Times Beach
Fun Story
Times Beach was founded as a working-class vacation destination through a newspaper subscription promotion (subscribe and get a lot for $10.25!) in 1925. During the Great Depression, many newly impoverished part-time holiday-makers doubled down on their fun as full-time residents—and the town, right on historic Route 66, also hosted many a migratory American at this time. The Superfun! began in the early 1970s, though, when a contractor named Russell Bliss, whom the town hired to do dust control, had the fun idea of spraying the roads with a mixture of used motor oil and other waste products, which included dioxin—after which horses suddenly began to die, and a few people grew mysteriously ill. Where did Bliss acquire one of the most toxic chemical compounds on the planet?

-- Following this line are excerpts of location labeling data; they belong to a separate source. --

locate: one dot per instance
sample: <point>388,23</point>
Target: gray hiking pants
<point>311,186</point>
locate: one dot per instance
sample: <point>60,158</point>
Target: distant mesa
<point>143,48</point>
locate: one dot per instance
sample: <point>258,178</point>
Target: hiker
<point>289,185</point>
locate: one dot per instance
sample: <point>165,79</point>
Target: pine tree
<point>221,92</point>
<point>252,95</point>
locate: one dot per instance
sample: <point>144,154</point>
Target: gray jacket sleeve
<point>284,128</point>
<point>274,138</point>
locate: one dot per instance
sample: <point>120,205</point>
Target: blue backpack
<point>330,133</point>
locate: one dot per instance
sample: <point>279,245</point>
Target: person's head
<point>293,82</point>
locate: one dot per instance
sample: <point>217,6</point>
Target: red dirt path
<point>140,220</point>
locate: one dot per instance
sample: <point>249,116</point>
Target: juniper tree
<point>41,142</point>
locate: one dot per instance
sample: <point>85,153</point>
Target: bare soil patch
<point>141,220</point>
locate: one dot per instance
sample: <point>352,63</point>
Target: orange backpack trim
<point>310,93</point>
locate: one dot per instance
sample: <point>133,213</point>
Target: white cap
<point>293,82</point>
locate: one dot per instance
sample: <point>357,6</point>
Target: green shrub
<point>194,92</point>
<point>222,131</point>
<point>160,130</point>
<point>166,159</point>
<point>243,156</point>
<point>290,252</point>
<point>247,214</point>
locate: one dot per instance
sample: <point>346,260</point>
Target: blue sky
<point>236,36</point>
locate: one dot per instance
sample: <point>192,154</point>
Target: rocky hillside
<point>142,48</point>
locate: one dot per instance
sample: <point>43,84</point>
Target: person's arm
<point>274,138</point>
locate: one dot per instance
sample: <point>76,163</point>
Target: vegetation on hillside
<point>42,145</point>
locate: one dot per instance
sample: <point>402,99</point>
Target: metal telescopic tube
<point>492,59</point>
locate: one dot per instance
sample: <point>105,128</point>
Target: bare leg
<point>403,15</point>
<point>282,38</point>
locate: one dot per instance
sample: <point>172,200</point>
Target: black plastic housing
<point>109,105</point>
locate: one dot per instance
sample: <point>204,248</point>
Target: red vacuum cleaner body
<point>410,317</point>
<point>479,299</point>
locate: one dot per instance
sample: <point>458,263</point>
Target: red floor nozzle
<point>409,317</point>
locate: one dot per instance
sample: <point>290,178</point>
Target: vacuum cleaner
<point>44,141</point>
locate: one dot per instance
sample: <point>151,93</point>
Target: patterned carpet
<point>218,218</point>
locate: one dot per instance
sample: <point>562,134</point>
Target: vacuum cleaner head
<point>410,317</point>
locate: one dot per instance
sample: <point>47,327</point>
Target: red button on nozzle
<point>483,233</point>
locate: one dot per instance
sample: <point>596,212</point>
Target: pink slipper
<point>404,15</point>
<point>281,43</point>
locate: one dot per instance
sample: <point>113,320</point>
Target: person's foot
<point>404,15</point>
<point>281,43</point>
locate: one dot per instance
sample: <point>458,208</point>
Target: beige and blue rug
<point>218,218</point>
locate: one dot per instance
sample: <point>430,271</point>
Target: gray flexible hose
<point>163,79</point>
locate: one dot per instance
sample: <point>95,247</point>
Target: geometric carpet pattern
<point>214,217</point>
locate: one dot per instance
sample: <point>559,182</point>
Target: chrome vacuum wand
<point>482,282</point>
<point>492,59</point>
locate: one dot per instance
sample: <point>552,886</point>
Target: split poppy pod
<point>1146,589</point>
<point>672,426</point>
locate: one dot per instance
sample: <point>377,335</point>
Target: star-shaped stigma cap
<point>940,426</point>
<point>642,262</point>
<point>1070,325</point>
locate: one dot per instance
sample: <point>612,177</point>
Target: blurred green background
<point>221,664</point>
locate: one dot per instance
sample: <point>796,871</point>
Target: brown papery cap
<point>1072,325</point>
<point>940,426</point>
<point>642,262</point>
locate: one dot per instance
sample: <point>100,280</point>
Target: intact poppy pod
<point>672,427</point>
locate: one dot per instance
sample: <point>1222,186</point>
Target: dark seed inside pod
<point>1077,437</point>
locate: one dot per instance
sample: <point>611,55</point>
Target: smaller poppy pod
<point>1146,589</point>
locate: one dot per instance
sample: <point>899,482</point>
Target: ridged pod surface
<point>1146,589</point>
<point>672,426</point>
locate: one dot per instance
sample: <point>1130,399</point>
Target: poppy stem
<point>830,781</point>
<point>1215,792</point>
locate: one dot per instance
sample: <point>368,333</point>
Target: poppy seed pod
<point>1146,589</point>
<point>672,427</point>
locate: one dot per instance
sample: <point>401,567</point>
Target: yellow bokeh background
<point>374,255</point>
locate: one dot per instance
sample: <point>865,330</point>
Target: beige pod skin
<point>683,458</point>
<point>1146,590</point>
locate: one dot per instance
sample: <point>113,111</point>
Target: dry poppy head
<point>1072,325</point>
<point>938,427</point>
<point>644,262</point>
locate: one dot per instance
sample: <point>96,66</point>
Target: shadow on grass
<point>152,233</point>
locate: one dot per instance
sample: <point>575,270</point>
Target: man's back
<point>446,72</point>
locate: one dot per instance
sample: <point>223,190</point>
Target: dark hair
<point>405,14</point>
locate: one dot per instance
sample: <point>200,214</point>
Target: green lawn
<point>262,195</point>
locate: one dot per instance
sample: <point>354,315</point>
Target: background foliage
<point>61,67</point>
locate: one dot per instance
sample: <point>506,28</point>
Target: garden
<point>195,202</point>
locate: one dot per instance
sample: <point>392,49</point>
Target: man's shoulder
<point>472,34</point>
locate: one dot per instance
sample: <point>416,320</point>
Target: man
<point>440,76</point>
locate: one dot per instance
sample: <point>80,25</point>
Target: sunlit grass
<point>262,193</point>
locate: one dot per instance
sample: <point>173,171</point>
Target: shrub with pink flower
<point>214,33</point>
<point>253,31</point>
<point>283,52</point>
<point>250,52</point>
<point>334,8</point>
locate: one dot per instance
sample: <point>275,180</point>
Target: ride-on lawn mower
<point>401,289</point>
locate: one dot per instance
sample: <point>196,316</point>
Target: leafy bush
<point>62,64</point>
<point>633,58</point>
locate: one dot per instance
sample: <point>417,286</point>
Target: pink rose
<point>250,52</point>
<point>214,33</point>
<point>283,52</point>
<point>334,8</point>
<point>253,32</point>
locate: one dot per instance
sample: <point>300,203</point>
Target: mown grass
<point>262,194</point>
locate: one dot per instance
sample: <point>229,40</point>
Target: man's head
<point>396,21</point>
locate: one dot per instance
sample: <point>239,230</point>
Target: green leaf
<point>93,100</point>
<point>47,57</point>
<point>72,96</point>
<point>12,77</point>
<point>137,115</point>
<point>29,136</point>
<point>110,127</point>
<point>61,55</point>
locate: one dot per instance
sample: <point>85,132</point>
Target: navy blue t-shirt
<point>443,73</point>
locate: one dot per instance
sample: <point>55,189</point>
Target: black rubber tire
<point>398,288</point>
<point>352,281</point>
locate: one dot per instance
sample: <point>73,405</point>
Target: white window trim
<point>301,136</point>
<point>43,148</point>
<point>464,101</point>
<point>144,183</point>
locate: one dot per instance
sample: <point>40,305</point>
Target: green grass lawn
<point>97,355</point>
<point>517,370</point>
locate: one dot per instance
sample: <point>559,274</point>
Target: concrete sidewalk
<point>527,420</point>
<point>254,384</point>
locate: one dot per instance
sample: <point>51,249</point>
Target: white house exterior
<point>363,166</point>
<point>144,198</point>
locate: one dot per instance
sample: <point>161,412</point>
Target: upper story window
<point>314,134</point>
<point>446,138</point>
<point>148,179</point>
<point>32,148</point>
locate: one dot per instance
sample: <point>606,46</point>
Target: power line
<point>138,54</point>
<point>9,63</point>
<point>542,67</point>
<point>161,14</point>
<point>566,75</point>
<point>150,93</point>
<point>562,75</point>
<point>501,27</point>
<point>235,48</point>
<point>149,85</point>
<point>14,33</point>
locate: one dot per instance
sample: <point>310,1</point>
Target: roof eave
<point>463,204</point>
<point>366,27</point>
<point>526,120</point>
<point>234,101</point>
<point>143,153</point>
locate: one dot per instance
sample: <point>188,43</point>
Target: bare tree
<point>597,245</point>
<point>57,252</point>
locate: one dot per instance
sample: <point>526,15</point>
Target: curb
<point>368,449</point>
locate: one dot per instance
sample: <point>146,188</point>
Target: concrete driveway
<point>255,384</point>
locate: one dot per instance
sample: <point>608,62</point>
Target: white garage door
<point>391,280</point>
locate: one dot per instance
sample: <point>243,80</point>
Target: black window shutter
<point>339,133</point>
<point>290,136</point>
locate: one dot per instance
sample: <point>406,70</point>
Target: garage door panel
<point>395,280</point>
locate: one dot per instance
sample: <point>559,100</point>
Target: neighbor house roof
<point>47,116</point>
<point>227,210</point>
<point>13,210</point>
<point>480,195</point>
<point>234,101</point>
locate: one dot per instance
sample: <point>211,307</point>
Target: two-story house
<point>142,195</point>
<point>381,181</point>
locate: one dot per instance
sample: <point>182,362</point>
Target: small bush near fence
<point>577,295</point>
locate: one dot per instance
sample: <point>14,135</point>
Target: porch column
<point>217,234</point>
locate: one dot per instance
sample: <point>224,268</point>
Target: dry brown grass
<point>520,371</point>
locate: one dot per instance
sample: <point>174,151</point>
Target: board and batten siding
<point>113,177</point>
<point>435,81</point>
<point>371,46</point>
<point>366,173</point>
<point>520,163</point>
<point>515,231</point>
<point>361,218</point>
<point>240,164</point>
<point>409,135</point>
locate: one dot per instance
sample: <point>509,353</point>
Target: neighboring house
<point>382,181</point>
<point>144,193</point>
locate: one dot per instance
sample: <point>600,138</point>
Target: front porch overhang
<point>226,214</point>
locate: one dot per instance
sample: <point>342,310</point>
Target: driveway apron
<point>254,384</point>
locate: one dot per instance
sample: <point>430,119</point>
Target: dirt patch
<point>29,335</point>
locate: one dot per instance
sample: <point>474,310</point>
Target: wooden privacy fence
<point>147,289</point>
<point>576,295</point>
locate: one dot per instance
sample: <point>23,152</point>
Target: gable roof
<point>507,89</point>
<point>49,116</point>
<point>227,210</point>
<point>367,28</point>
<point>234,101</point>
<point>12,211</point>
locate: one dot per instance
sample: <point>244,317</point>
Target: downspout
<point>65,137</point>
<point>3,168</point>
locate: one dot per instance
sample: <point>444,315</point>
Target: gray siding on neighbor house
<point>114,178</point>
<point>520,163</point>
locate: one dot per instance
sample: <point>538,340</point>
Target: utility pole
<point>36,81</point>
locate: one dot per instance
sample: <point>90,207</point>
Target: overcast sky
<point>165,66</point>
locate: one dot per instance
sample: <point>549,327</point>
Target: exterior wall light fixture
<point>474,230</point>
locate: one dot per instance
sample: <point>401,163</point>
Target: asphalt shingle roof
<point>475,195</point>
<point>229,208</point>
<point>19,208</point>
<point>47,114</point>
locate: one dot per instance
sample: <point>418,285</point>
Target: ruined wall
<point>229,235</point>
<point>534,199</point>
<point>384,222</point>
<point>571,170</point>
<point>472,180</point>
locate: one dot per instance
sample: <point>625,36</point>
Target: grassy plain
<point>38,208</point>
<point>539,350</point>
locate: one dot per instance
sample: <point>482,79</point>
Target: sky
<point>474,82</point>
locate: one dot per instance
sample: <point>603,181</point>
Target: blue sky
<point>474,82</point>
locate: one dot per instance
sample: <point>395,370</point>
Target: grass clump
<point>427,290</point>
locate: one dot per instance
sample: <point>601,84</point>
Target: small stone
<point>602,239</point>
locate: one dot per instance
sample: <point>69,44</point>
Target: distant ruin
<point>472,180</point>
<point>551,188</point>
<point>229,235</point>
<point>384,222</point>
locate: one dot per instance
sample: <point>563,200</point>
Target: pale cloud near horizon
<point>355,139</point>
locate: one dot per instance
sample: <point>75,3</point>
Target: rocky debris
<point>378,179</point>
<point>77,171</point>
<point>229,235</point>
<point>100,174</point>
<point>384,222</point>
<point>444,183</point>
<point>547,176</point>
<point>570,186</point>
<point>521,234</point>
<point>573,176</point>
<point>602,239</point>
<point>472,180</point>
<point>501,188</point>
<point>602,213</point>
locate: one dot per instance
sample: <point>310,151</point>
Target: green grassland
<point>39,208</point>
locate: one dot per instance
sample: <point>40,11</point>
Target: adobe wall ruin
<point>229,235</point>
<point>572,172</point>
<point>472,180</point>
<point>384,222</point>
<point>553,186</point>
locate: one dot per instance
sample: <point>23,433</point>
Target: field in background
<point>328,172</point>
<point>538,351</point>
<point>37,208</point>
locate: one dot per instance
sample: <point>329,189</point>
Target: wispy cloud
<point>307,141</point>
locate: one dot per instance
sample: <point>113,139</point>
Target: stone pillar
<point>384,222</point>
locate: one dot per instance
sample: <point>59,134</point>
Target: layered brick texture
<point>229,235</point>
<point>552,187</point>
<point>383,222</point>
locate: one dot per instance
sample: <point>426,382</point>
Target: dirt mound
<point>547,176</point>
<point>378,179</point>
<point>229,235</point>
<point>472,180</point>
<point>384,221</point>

It’s a fun story!—as a germicide plant in Verona, Missouri had hired him to remove dioxin from waste tanks (some of which the company later illegally buried on a nearby farm)—and, as a good citizen, Bliss decided to recycle it, by spraying it at dozens of sites, and creating Superfun! sites, all across the St. Louis region. Fun fact: the Verona plant had also manufactured Agent Orange, the chemical weapon the Vietnam War made so famous (though the US Military still uses the term ‘Tactical Defoliant,’ and they are, after all, the weapons experts!).
In 1983, after the historic 1982 floods spread the dioxin who knows where—and forced residents to flee as the water rose—the feds bought the town, refused to let residents return, and then began to clean it up 13 years later. Times Beach was officially dis-incorporated by order of Governor John Ashcroft (yes, that John Ashcroft), and the EPA and responsible parties began to generate serious capital fun, as they demolished the town, incinerated the remains for extra safety, piled it all into an impressively gigantic mound, and planted it with grass. This was one of the nation’s very first Superfun! remediation projects, so, yes, a truly historic achievement. The clean-up was such a success that the state reopened the site as Route 66 State Park, where you can now stroll the streets of the idyllic town (sans houses and residents) along the banks of the Meramec River—when it stays below flood levels.